The American Psychiatric Association (APA) has updated its Privacy Policy and Terms of Use, including with new information specifically addressed to individuals in the European Economic Area. As described in the Privacy Policy and Terms of Use, this website utilizes cookies, including for the purpose of offering an optimal online experience and services tailored to your preferences.

Please read the entire Privacy Policy and Terms of Use. By closing this message, browsing this website, continuing the navigation, or otherwise continuing to use the APA's websites, you confirm that you understand and accept the terms of the Privacy Policy and Terms of Use, including the utilization of cookies.

×
Full Access

Guideline Development Process

This guideline was developed using a process intended to meet standards of the Institute of Medicine (2011) (now known as the National Academy of Medicine). The process is fully described in a document available on the American Psychiatric Association (APA) website at www.psychiatry.org/psychiatrists/practice/clinical-practice-guidelines/guideline-development-process.

Management of Potential Conflicts of Interest

Members of the Guideline Writing Group (GWG) are required to disclose all potential conflicts of interest before appointment, before and during guideline development, and on publication. If any potential conflicts are found or disclosed during the guideline development process, the member must recuse himself or herself from any related discussion and voting on a related recommendation. The members of both the GWG and the Systematic Review Group (SRG) reported no conflicts of interest. The “Disclosures” section includes more detailed disclosure information for each GWG and SRG member involved in the guideline’s development.

Guideline Writing Group Composition

The GWG was initially composed of eight psychiatrists with general research and clinical expertise and a psychiatric resident (A. D.). This non-topic-specific group was intended to provide diverse and balanced views on the guideline topic in order to minimize potential bias. One psychiatrist (P. B.) and one psychologist (M. F. L.) were added to provide subject matter expertise in schizophrenia. An additional member (A. S. Y.) provided input on quality measure considerations. The vice-chair of the GWG (L. J. F.) provided methodological expertise on such topics as appraising the strength of research evidence. The GWG was also diverse and balanced with respect to other characteristics, such as geographic location and demographic background. The National Alliance on Mental Illness, Mental Health America, and the Schizophrenia and Related Disorders Alliance of America reviewed the draft and provided perspective from patients, families, and other care partners.

Systematic Review Methodology

The Agency for Healthcare Research and Quality’s (AHRQ) systematic review, Treatments for Schizophrenia in Adults (McDonagh et al. 2017), served as the predominant source of information for this guideline. APA also conducted a search of additional systematic reviews and meta-analyses to include consideration of placebo-controlled trials that were not part of the AHRQ review. An additional search was conducted in MEDLINE (PubMed) and PsycINFO on treatments for neurological side effects of antipsychotic medications, including acute dystonia, parkinsonism, akathisia, and tardive syndromes. The search terms, limits used, and dates of these searches are available in Appendix B. Results were limited to English-language, adult (18 and older), and human-only studies. These titles and abstracts were reviewed for relevance by one individual (L. J. F.). Available guidelines from other organizations were also reviewed (Addington et al. 2017a, 2017b; Barnes et al. 2011; Buchanan et al. 2010; Crockford and Addington 2017; Galletly et al. 2016; Hasan et al. 2012; National Institute for Health and Care Excellence 2014; Pringsheim et al. 2017; Scottish Intercollegiate Guidelines Network 2013).

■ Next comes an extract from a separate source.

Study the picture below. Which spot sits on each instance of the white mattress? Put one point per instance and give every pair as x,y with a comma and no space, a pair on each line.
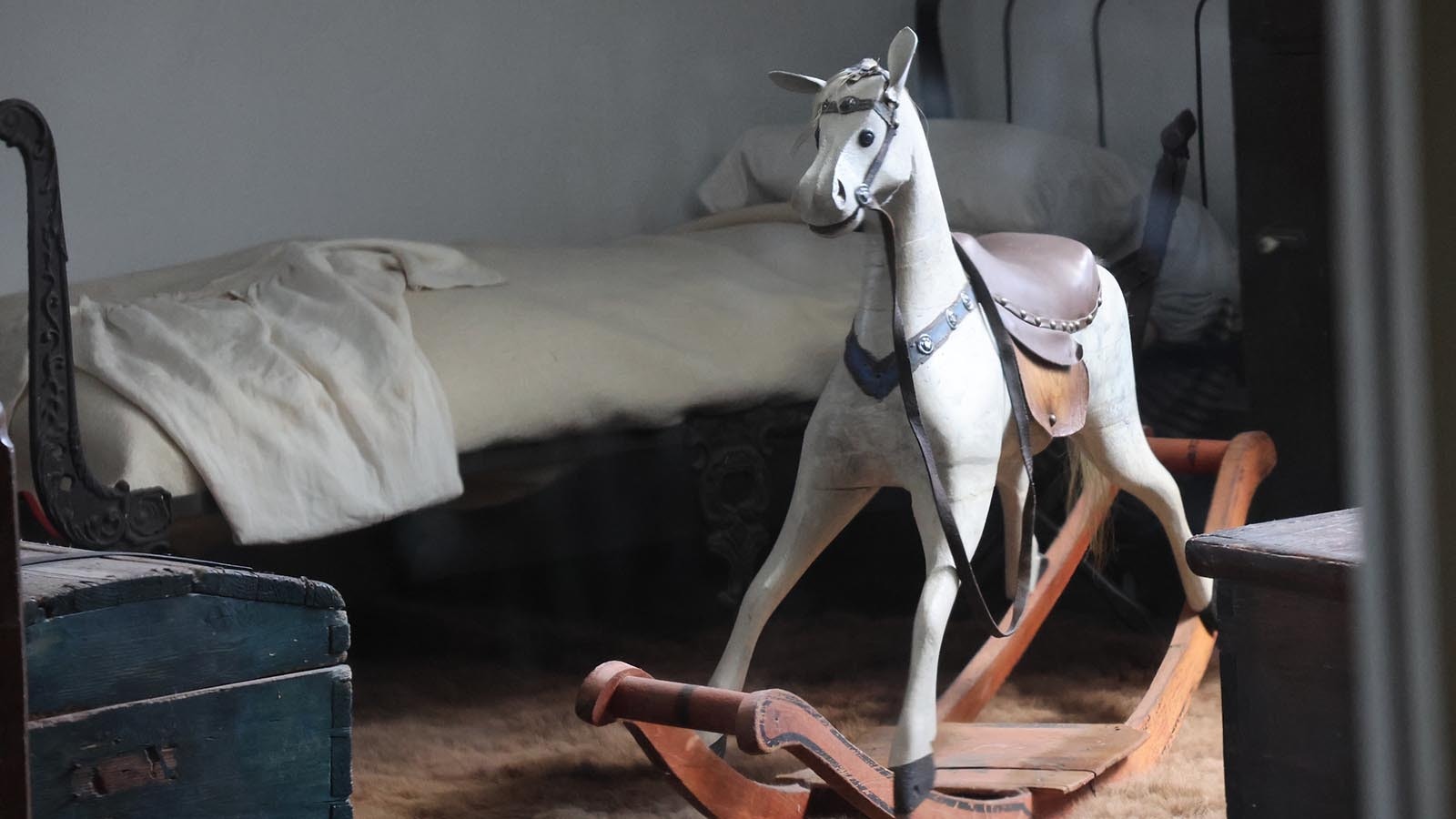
632,334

Rating the Strength of Supporting Research Evidence

Strength of supporting research evidence describes the level of confidence that findings from scientific observation and testing of an effect of an intervention reflect the true effect. Confidence is enhanced by such factors as rigorous study design and minimal potential for study bias.

Ratings were determined, in accordance with the AHRQ’s “Methods Guide for Effectiveness and Comparative Effectiveness Reviews” (Agency for Healthcare Research and Quality 2014), by the methodologist (L. J. F.) and reviewed by members of the SRG and GWG. Available clinical trials were assessed across four primary domains: risk of bias, consistency of findings across studies, directness of the effect on a specific health outcome, and precision of the estimate of effect.

The ratings are defined as follows:

  • High (denoted by the letter A) = high confidence that the evidence reflects the true effect. Further research is very unlikely to change our confidence in the estimate of effect.

  • Moderate (denoted by the letter B) = moderate confidence that the evidence reflects the true effect. Further research may change our confidence in the estimate of effect and may change the estimate.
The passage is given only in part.